日本とアジア諸国が政策立案のために相互から学べる経験
本研究の代表者は、過去数年間に一連の台湾のスタートアップ・エコシステムに関する研究プロジェクトを実施してきた。とりわけ、スタートアップを支援するアクターの事例研究を積み重ねてきた。例えば、アクセラレータ(AppWorks、StarFab Accelerator、Epoch Foundation & Garage+)、大企業(Wistron)、大学・研究機関(工業技術研究院、台湾大学創創センター、交通大学産業アクセラレータ)、政府・公的機関(新竹科学園區、高雄市)に関する研究である。R7・R8年度プロジェクト(2年計画)では、これらの研究成果を踏まえ、台湾のスタートアップ・エコシステムの発展状況を体系的に分析することを目指す。1年目(R7年度)は、これまでの研究の延長線上で、手薄な部分を補強していく(例えば、資金提供者=VCやエンジェル投資家クラブの事例研究、など)。2年目(R8年度)は、これらの成果を踏まえて、エコシステム全体を俯瞰し、その全体的な発展状況を分析する予定である。
近年、ショート動画は急速に人気を集めるSNS(Social Networking Service)として注目されており、SNSのトレンドを牽引する存在と見なされている。中国では、TikTok(中国本土版の名称は抖音〈Douyin〉)をはじめとするショート動画SNSを活用し、観光ブームを巻き起こす事例が頻繁に見られる。多くの観光客が訪れることで、地域観光が大いに活性化している。

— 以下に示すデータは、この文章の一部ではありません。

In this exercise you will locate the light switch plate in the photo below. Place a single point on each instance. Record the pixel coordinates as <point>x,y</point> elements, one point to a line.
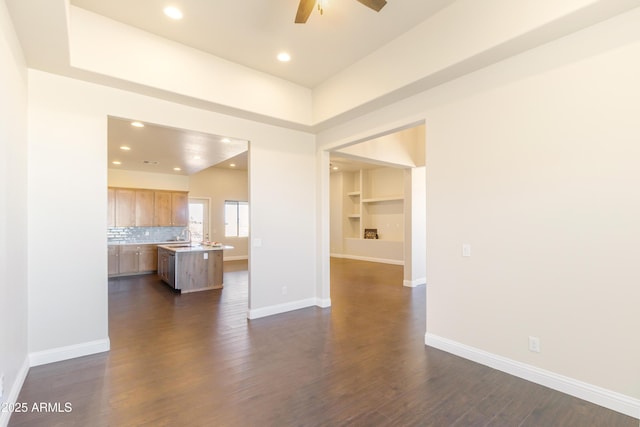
<point>466,249</point>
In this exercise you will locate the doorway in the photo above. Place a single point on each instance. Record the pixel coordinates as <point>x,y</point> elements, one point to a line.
<point>377,202</point>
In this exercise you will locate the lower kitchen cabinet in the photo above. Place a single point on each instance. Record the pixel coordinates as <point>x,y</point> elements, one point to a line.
<point>132,259</point>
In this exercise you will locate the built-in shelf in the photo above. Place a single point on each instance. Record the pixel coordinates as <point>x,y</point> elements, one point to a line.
<point>383,199</point>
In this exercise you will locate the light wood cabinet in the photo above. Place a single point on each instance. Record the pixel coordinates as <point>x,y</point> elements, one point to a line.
<point>179,209</point>
<point>132,259</point>
<point>135,207</point>
<point>144,208</point>
<point>128,259</point>
<point>113,255</point>
<point>147,258</point>
<point>162,216</point>
<point>171,209</point>
<point>125,200</point>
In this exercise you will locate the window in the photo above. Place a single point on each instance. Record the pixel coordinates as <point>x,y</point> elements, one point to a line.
<point>236,219</point>
<point>199,219</point>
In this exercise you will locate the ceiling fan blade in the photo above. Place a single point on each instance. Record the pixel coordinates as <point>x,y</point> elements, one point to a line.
<point>373,4</point>
<point>304,10</point>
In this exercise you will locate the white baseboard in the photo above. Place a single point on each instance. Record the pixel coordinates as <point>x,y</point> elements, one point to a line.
<point>288,306</point>
<point>323,302</point>
<point>591,393</point>
<point>369,259</point>
<point>414,283</point>
<point>69,352</point>
<point>14,391</point>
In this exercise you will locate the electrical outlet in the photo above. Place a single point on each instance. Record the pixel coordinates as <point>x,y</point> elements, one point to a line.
<point>534,344</point>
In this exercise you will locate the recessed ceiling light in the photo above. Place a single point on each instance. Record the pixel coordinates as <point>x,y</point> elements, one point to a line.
<point>284,57</point>
<point>173,12</point>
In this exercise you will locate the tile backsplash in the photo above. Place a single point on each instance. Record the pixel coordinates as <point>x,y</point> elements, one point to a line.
<point>144,234</point>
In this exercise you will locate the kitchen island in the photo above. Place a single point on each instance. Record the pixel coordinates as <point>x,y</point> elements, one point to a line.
<point>189,267</point>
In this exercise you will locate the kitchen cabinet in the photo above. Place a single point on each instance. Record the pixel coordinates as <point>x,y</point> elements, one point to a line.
<point>132,259</point>
<point>125,200</point>
<point>113,255</point>
<point>165,257</point>
<point>191,268</point>
<point>136,207</point>
<point>144,208</point>
<point>171,209</point>
<point>128,259</point>
<point>179,209</point>
<point>147,258</point>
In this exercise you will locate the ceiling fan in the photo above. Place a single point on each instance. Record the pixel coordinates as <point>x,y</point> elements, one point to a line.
<point>306,7</point>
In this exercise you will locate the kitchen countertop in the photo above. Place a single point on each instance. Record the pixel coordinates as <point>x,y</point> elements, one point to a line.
<point>170,242</point>
<point>193,247</point>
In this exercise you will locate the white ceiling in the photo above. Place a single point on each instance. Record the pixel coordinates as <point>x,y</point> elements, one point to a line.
<point>160,149</point>
<point>252,32</point>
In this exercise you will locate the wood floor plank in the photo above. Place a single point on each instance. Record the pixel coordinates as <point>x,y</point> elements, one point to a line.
<point>195,360</point>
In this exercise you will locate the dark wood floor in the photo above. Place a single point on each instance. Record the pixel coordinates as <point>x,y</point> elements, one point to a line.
<point>195,360</point>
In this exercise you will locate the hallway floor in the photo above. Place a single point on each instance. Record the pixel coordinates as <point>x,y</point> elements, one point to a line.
<point>195,360</point>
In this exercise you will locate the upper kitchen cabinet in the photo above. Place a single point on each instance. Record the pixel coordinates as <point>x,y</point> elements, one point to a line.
<point>144,208</point>
<point>125,209</point>
<point>171,208</point>
<point>180,209</point>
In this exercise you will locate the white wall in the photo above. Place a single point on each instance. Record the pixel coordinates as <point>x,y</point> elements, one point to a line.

一般の利用者に加え、中国各地の政府もショート動画SNSのトレンドを活用し、地域の観光振興に積極的に取り組んでいる。こうした取り組みは、世界的に見てもショート動画SNSを活用した地域観光振興の最前線を走っていると言える。一方で、日本はショート動画SNSを活用した観光誘客の面で、時代の流れに遅れをとっているのが現状である。
本研究プロジェクトでは、中国の事例を中心に、ショート動画SNSを活用した地域観光振興戦略を整理し、その背景、効果、手法、留意点を分析する。本研究の成果は、日本の地域観光振興策の改善や実施において、有益な示唆を与えることができる。